En avant-première de sa sortie en salles prévue à la fin de l’année, le Festival du Film Hongkongais de Paris (FFHKP) donnait à découvrir le plus gros succès au box-office domestique de 2024 et de tous les temps pour un film hongkongais : La Dernière valse d’Anselm Chan, un manifeste authentique et bouleversant sur le rapport au monde, à la vie et à la mort dans le Hong Kong de notre époque.
Ce qui ressemble au départ à une déclinaison hongkongaise du film japonais Departures, dans lequel un violoncelliste découvre les ficelles des métiers du funéraire, prend très vite une direction différente, et bien plus complexe que le simple clivage tradition et modernité. Dans La Dernière valse, par un concours de circonstances financières post-COVID difficiles, un organisateur de mariages, Dominic (interprété par Dayo Wong), s’associe à un prête taoïste, Man (interprété par Michael Hui), pour conduire les rites mortuaires traditionnels. Le titre chinois du film, 破地獄, signifie « briser la porte de l’enfer », l’un des rituels les plus distinctifs du taoïsme cantonais. Il s’agit d’escorter les âmes des défunts jusqu’à leur jugement dernier, et les guider jusqu’au seuil de la réincarnation.
Les mondes qui opposent Dominic et Man peuvent se résumer au détour d’une conversation entre les deux protagonistes. Dominic lance que dans une bonne entreprise, un prêtre taoïste transcende les âmes des morts et un agent funéraire celle des vivants. D’abord braqué, Man rétorque que l’âme des vivants n’a aucunement besoin d’être transcendée, ce à quoi Dominic répond : « Vivre aussi, peut être un enfer ». Réplique lourde de sens, qui trouve un écho dans chaque aspect du drame familial qu’Anselm Chan met en scène. De toutes les façons, Man occupe le rôle de patriarche au sein du foyer. Son fils (interprété par Tommy Chu) l’assiste lors des cérémonies taoïstes et sa fille (interprétée par Michelle Wai), étant une femme et interdite de pratique religieuse, travaille aux urgences hospitalières. Aveuglé par les forces imperturbables de sa profession, Man se met toute sa famille à dos.

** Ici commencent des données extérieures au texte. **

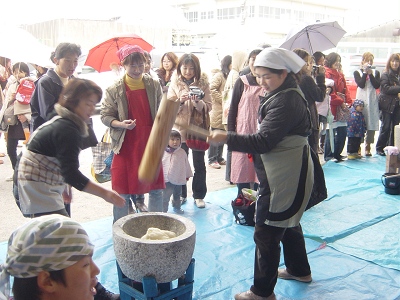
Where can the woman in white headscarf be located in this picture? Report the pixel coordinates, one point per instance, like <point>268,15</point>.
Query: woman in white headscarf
<point>285,171</point>
<point>50,257</point>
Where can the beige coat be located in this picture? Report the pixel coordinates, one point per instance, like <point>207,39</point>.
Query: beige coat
<point>115,106</point>
<point>217,87</point>
<point>178,88</point>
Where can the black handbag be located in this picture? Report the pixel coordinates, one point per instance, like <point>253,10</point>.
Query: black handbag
<point>193,140</point>
<point>244,210</point>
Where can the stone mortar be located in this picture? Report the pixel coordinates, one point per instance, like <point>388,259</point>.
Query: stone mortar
<point>166,260</point>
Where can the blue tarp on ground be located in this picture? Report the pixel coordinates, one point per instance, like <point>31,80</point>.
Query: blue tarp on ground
<point>352,238</point>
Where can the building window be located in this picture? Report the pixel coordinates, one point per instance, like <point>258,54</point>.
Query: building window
<point>191,16</point>
<point>250,11</point>
<point>207,15</point>
<point>229,13</point>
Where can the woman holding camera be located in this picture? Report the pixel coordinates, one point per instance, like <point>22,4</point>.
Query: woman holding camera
<point>191,87</point>
<point>368,81</point>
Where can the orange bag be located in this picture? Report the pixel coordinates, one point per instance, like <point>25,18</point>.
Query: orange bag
<point>25,91</point>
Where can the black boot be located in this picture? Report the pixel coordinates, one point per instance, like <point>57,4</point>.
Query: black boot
<point>103,294</point>
<point>140,206</point>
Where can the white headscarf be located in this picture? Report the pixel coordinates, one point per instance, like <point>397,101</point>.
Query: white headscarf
<point>279,59</point>
<point>47,243</point>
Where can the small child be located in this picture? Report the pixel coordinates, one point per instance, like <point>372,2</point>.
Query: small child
<point>356,128</point>
<point>176,171</point>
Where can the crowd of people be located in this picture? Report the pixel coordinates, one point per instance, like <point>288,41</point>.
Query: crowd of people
<point>275,109</point>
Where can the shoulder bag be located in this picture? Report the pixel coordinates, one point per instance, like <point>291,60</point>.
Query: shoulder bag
<point>102,159</point>
<point>9,118</point>
<point>193,140</point>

En prenant comme cadre un foyer au sein duquel tous les âges cohabitent (du grand-père au petit fils), Anselm Chan interroge le rôle de chacun vis-à-vis des générations environnantes. Le rôle du fils est-il d’hériter du savoir-faire de son père, et celui de la fille de se plier aux exigences archaïques des traditions ? La conclusion reste la même : remettre en question le rôle du patriarche au sein du foyer, c’est aussi remettre en question la place des traditions dans la société. À ce titre, le traitement des personnages féminins en est le meilleur exemple. Quand le fils se convertit au catholicisme pour permettre à son enfant d’intégrer une bonne école, ou quand la fille est prise à mélanger ses sous-vêtements avec les tenues traditionnelles de son père, c’est bien toujours sur elle que la faute est rejetée. Tout comme le film ne parle pas tant des morts que des vivants, il ne parle pas tant de spiritualité que des superstitions encore très ancrées à Hong Kong, telles qu’une femme serait impure à cause de son cycle menstruel (raison pour laquelle Man lui refuse la pratique et le mélange de ses vêtements).
Alors il serait peut-être plus juste de dire que La Dernière valse met en scène le conflit des gestes ritualisés. Là où le père guide les âmes défuntes dans le monde des morts, sa fille procure des soins aux vivants grâce à sa formation médicale. La dualité prend une toute autre dimension dans la seconde partie du film. Lorsque la santé de Man se dégrade, sa fille, rejetée, devient la seule à pouvoir s’occuper de lui. Une inversion qui insiste sur le cycle naturel de la vie et de la mort, et sur la remise en question dans laquelle Man est désormais contraint de s’engager. Cette relation familiale complexe ouvre une fenêtre inhabituelle sur la représentation des rôles qui incombent aux différentes générations, sans doute une raison pour laquelle le film a rencontré un tel succès pour lequel on ne peut que s’enthousiasmer. C’est nécessairement encourageant de soutenir un film d’une telle justesse et d’une telle actualité, porté par des interprètes prodigieux, filmé à la perfection.

Richard Guerry.
La Dernière Valse d’Anselm Chan. 2024. Hong Kong. Projeté au FFHKP 2025. En salles via Trinity CineAsia le 31/12/2025.